Another small style issue is the '*' in the declaration of a pointer generally goes with the variable and not the type. Why?
Tcars* a, b, c;
The declaration above most certainly does not declare 3-pointers of type Tcars, instead it declares pointer a and two struct of type Tcars with automatic storage duration b, and c. Writing:
Tcars *a, b, c;
makes that clear.
Lastly, don't use MagicNumbers or hardcode filenames in your functions. You shouldn't need to recompile your code just to read or write a different filename. It's fine to use "cars.dat" as a default filename in main(), but either take the filenames as the 1st argument to your program (that's what int argc, char **argv parameters to main() are for) or prompt the user for a filename and take it as input. 3 and 16 are MagicNumbers. If you need a constant, #define them or use a global enum.

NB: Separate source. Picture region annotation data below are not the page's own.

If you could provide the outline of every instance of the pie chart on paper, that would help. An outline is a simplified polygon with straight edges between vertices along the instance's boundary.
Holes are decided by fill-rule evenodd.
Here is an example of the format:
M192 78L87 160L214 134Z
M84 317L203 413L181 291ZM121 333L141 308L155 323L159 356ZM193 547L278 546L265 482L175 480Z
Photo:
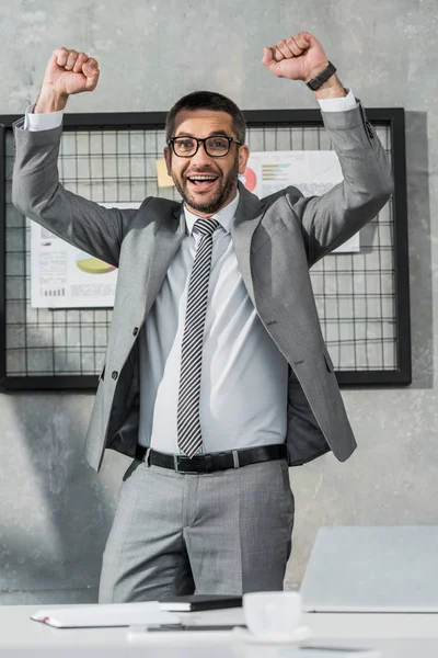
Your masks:
M77 266L87 272L87 274L106 274L115 270L114 265L108 265L94 256L81 254L76 261Z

Putting it altogether, you could do something similar to the following to read an unknown number of Tcars from your data file:
#include <stdio.h>
#include <stdlib.h>
#include <string.h>
#define NCARS 3 /* if you need a constant, #define one (or more) */
#define COMPANY 16
typedef struct Cars {
int years;
char company[COMPANY];
} Tcars;
/* returns 1 on success 0 on error */
int WriteBinaryFile (char *file_name, Tcars *p_1, size_t nelem)
{
FILE *f;
size_t size = sizeof *p_1;
f = fopen (file_name, "wb");
if (!f) { /* validate file open for writing */
perror ("fopen-file_name-write");
return 0;
}
/* validate that nelem blocks of size are written to file */
if (fwrite (p_1, size, nelem, f) != nelem) {
return 0;
}
if (fclose (f)) { /* validate close-after-write */
perror ("fclose-f");
return 0;
}
return 1;
}
/* returns pointer to allocated block holding ncars cars on success,
* NULL on failure to read any cars from file_name.
*/
Tcars *ReadBinaryFile (char *file_name, size_t *ncars)
{
FILE *f;
Tcars *tcars = NULL, temp;
size_t nelem = *ncars, size = sizeof (Tcars);
f = fopen (file_name, "rb");
if (!f) {
perror ("fopen-file_name-read");
return NULL;
}
while (fread (&temp, size, 1, f) == 1) {
/* always realloc to a temporary pointer */
void *tempptr = realloc (tcars, (nelem + 1) * size);
if (!tempptr) { /* validate realloc succeeds or handle error */
perror ("realloc-tcars");
break;
}
tcars = tempptr; /* assign reallocated block */
memcpy (tcars + nelem, &temp, size); /* copy new car to end of block */
nelem += 1;
}
fclose (f);
*ncars = nelem;
return tcars;
}
/* void is fine for print functions with no bearing on the
* continued operation of your code.
*/
void prn_cars (Tcars *cars, size_t nelem)
{
for (size_t i = 0; i < nelem; i++) {
printf ("%4d %s\n", cars[i].years, cars[i].company);
}
}
int main (int argc, char **argv)
{
/* read from filename provided as 1st argument ("cars.dat" by default) */
char *filename = argc > 1 ? argv[1] : "cars.dat";
/* must use calloc() on ParkingLot1 or zero memory to avoid writing
* unintialized characters (rest of company) to file.
*/
Tcars *ParkingLot1 = calloc (NCARS, sizeof(Tcars)),
*ParkingLot2 = NULL;
size_t cars_amount = 0;
if (!ParkingLot1) { /* validate EVERY allocation */
perror ("calloc-ParkingLot1");
return 1;
}
for (int i = 0; i < NCARS; i++) {
ParkingLot1[i].years = 2000 + i;
}
strcpy (ParkingLot1[0].company, "Fiat");
strcpy (ParkingLot1[1].company, "Ford");
strcpy (ParkingLot1[2].company,"Toyota");
/* validate WriteBinaryFile succeeds or handle error */
if (!WriteBinaryFile (filename, ParkingLot1, NCARS)) {
return 1;
}
ParkingLot2 = ReadBinaryFile (filename, &cars_amount);
if (ParkingLot2) { /* validate ReadBinaryFile succeeds or handle error */
prn_cars (ParkingLot2, cars_amount); /* output cars read from file */
free (ParkingLot2); /* free if ParkingLot2 not NULL */
}
free(ParkingLot1); /* free ParkingLot1 */
}
(note: you always check the return of fclose() after-a-write to catch any file errors and error flushing the data to the file that can't be caught at the time of the fwrite() call)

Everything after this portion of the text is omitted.